Outages can run into huge damages – just ask BA
The backbone of companies are the people who work in them, and while we all need people, we can't stop them from making mistakes.
Just ask British Airways. One of its data centres went down for 15 minutes on Saturday 26 May, causing an IT systems outage that lasted almost 48 hours, stranding tens of thousands of passengers and grounding all flights over the weekend.
A nightmare situation
It is now believed that a fail-safe measure designed to protect systems from hardware failure did not work. Backup generators were bypassed, causing the entire system to shut down. And when power was restored, the system was turned back on in a haphazard way that ended up causing physical damage to the system.
And if that isn't bad enough, it is still not known why BA's second data centre wasn't able to pick up the slack.
Investigations into the BA incident continue, but it is clear that human error has played a big part in this catastrophe, which has cost the airline £150m ($189m, €170m) in damages.
No one can foresee the future, but if you want to prevent a nightmare, you need to ensure that your IT people are implementing proper processes and training their people properly, so that if an incident happens, potential damages can be mitigated.
This is what the Zero Outage Industry standard association is trying to achieve.
It matters what type of people you hire as employees – in a critical situation, you need people who can think on their feet and have the expertise to identify urgent problems and seek to fix them quickly.
Highly skilled employees who are trained and certified to the latest standard, and who care about the company as a whole rather than just their own projects ensure that there is more oversight over all procedures and greater accuracy, which in turn helps prevent grievous errors from occurring.
You also need to make sure that the employees you hire are the ones that add value to the company – sadly corporate espionage is a rising problem.
Recently Verelox, a web hosting provider in the Netherlands suffered a huge outage on all of its services after an ex-employee deleted all customer information and wiped most of its servers. The damage was so bad that Verelox didn’t think it could get any of the data back.
However, in this case the web host got lucky – it had backed up all of its data and was able to restore all the servers.

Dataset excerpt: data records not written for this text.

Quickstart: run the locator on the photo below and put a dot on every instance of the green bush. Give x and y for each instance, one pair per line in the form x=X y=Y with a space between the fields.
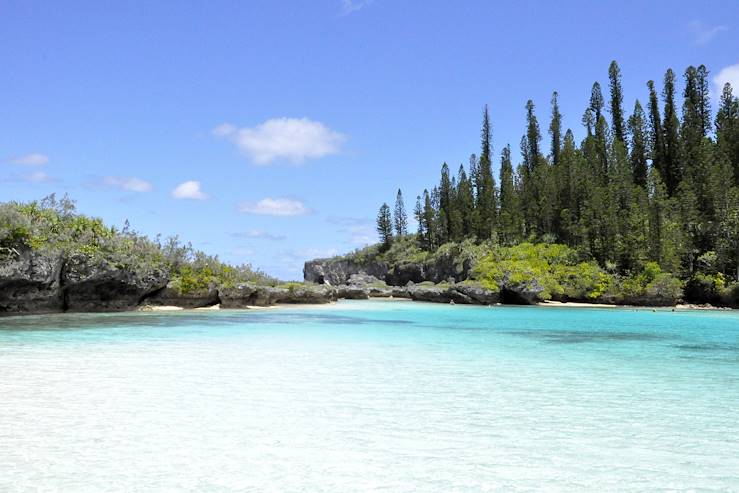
x=52 y=225
x=555 y=268
x=705 y=288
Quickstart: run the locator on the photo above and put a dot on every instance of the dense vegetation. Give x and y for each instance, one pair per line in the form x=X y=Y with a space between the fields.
x=637 y=200
x=52 y=226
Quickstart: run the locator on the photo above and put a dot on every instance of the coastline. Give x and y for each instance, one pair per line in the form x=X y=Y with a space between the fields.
x=338 y=304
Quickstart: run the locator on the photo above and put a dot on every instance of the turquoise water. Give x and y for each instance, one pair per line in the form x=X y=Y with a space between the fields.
x=362 y=395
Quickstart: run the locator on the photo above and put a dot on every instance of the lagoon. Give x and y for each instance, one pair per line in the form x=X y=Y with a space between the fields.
x=371 y=395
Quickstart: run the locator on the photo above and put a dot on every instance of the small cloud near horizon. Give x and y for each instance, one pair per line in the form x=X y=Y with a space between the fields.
x=125 y=183
x=189 y=190
x=275 y=207
x=361 y=231
x=34 y=159
x=703 y=33
x=259 y=234
x=33 y=177
x=728 y=74
x=291 y=139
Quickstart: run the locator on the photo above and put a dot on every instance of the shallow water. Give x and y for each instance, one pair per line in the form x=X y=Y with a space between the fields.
x=365 y=395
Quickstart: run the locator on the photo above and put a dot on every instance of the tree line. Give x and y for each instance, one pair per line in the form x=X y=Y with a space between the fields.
x=660 y=185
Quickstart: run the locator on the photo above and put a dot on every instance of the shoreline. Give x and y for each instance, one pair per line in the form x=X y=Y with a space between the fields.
x=165 y=309
x=335 y=303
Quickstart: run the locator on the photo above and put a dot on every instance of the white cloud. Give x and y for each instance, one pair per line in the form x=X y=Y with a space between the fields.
x=259 y=234
x=703 y=33
x=728 y=74
x=189 y=190
x=292 y=139
x=224 y=130
x=35 y=177
x=275 y=207
x=361 y=231
x=29 y=160
x=126 y=183
x=349 y=6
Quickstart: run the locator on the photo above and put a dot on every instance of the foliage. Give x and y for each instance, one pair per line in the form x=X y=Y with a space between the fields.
x=555 y=268
x=659 y=186
x=53 y=226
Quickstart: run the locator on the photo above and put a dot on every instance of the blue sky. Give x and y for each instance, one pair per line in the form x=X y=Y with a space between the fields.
x=270 y=132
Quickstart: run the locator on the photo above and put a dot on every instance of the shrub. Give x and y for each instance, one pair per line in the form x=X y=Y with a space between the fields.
x=705 y=288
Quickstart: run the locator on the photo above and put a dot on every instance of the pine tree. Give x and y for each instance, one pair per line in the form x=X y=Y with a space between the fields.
x=704 y=99
x=638 y=156
x=400 y=218
x=531 y=178
x=418 y=216
x=670 y=125
x=533 y=138
x=385 y=226
x=446 y=205
x=555 y=129
x=656 y=137
x=596 y=101
x=509 y=219
x=485 y=184
x=727 y=129
x=465 y=204
x=429 y=220
x=617 y=114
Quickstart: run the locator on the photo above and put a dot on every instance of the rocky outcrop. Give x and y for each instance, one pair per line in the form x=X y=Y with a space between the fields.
x=338 y=271
x=172 y=296
x=98 y=285
x=245 y=295
x=30 y=282
x=478 y=294
x=467 y=294
x=36 y=282
x=349 y=292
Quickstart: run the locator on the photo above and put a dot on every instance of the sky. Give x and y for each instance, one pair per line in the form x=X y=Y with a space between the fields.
x=269 y=132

But others have not been so fortunate. In the US, Allegro Microsystems is currently suing its ex-IT administrator, who allegedly left the firm a parting “gift” of malware that was timed to initiate just after the start of the new financial year.

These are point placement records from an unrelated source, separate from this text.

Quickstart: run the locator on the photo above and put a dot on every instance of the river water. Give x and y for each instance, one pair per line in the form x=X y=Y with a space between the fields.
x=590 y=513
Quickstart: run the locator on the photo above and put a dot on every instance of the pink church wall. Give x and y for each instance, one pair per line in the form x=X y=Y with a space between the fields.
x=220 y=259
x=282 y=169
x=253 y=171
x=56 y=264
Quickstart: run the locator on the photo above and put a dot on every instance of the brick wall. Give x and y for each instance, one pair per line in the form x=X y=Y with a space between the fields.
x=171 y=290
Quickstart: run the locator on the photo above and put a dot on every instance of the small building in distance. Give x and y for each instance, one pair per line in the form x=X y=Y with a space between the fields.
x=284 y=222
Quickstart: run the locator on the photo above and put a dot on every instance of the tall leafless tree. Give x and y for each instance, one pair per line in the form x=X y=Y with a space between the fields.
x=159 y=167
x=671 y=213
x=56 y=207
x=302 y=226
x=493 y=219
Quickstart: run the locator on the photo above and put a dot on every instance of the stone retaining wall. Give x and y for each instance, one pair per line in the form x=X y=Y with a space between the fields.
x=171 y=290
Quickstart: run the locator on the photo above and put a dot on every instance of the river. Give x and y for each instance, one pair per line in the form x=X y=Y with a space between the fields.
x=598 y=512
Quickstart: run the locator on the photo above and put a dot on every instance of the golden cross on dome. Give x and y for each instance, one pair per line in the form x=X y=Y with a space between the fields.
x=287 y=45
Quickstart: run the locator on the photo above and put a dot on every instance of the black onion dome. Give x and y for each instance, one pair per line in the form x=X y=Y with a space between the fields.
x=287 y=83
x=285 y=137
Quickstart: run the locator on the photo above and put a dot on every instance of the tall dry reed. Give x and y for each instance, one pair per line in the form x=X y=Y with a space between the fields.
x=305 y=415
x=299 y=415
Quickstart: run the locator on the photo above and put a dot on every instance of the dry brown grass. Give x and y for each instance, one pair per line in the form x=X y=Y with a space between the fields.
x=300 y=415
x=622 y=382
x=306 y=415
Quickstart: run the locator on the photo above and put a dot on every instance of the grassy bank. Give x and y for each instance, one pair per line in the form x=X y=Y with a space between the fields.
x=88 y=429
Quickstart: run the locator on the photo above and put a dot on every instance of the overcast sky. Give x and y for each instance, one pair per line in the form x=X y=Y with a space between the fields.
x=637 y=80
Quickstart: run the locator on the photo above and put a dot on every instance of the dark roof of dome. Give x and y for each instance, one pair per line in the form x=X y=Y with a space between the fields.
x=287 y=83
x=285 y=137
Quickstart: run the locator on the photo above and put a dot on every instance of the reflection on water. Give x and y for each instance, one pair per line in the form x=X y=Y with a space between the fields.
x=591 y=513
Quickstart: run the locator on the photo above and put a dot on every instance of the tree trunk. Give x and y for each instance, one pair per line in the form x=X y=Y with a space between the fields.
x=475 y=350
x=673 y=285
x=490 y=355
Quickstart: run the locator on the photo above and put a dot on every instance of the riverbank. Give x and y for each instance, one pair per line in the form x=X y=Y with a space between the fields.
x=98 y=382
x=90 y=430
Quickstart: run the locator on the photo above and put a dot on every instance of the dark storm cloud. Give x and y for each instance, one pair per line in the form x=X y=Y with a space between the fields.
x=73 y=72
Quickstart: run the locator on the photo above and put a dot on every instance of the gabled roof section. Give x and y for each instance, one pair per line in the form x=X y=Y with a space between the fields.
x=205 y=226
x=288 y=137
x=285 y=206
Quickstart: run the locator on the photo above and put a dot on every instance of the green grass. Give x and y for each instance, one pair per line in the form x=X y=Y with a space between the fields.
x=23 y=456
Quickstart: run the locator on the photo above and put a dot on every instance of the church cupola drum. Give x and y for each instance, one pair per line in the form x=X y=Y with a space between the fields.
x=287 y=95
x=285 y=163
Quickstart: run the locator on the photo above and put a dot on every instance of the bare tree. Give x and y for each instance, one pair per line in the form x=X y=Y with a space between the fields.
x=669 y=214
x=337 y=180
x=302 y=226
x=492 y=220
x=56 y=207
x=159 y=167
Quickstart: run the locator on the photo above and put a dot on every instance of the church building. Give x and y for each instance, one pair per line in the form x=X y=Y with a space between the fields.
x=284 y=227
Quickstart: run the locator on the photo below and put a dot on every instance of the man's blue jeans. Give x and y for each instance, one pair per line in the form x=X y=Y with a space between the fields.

The malware was designed to deliberately delete financial data so that it would be impossible for Allegro to complete its year-end audit. The incident has cost the firm $100,000 in damages, but could have been prevented if processes had been put in place that provided checks and balances to the systems.
Processes need to be improved
But it’s also about implementing proper processes. Outages can happen to anybody, and the risk of damages is huge. Employees are usually trained on the procedure of how to evacuate a building in the event of a fire. We place such an importance on saving human lives, but how about saving our businesses?

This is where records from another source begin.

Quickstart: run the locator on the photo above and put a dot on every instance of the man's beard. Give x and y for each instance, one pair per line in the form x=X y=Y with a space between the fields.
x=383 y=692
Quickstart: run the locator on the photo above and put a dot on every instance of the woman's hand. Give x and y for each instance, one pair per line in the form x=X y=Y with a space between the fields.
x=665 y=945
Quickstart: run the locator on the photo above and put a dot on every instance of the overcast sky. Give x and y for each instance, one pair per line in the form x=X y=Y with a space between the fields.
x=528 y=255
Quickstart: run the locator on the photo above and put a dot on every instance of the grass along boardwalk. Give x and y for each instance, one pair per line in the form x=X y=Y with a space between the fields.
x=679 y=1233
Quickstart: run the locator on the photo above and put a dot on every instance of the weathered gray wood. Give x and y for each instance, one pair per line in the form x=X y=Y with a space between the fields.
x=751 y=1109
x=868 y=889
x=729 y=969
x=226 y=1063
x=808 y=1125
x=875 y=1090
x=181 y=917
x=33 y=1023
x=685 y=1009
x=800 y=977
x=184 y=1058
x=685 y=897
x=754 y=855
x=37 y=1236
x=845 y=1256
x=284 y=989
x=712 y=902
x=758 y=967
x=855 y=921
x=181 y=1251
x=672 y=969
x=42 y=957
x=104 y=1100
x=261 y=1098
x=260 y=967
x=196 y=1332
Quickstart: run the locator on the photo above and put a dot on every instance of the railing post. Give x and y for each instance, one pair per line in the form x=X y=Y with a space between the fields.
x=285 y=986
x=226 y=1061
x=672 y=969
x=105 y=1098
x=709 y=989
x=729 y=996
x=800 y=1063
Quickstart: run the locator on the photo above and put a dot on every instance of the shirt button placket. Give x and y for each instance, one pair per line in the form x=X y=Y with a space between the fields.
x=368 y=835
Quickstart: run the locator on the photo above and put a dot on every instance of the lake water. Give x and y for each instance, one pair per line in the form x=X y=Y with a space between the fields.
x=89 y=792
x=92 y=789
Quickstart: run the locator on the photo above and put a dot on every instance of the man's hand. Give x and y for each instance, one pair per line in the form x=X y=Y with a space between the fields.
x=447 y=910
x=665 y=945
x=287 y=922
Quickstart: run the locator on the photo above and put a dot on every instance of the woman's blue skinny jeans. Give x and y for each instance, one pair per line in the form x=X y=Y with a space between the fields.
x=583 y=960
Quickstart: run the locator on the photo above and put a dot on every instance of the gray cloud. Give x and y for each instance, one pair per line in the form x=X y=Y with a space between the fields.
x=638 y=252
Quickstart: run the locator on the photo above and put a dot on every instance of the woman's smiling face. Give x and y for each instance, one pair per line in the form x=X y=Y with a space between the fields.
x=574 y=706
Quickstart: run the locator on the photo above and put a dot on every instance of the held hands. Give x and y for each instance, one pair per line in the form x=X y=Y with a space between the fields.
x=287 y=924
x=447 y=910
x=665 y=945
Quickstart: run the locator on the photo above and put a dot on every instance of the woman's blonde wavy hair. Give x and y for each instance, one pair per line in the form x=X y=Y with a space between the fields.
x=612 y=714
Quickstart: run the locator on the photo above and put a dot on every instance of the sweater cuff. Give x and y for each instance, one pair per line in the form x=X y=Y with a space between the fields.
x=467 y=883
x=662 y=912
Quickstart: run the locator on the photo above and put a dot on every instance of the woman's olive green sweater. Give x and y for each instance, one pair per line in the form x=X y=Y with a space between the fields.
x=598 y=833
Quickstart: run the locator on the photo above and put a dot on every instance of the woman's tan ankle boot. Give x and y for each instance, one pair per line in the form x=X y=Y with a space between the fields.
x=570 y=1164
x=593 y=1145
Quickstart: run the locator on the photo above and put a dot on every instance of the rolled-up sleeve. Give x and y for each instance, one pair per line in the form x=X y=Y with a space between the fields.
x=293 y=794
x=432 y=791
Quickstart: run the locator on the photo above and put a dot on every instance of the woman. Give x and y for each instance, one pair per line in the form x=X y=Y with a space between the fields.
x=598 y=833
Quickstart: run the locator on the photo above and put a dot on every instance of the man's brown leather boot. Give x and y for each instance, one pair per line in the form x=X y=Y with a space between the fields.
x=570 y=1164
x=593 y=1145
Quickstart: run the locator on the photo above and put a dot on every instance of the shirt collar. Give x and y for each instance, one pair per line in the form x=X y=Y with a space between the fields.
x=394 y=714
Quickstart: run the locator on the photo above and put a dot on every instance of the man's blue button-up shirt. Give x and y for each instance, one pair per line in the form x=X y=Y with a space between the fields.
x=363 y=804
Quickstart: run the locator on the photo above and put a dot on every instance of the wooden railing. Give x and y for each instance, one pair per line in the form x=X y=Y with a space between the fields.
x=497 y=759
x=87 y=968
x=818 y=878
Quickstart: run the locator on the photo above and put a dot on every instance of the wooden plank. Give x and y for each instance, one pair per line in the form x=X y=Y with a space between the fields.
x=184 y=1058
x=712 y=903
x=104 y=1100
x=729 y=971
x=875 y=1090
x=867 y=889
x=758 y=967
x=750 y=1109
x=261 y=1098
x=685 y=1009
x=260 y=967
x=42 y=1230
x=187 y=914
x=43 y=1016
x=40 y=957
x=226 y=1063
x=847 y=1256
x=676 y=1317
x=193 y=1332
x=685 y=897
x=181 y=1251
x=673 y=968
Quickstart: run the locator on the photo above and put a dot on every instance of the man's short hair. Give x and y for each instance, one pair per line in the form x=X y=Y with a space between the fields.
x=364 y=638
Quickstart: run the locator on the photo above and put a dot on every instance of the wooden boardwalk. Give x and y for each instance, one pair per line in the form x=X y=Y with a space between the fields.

There needs to be a culture whereby IT departments look at the worst things that could possibly happen and put in processes to prevent such an eventuality.
It would also make sense to put employees in simulated risk management scenario and test how they deal with an outage to iron out the best method for dealing with problems – this idea is now being used by IBM, but only for cybersecurity, not outages.
An outage could easily happen to you. Are you willing to wait until you become the next victim, or will you stand up to take preventative action?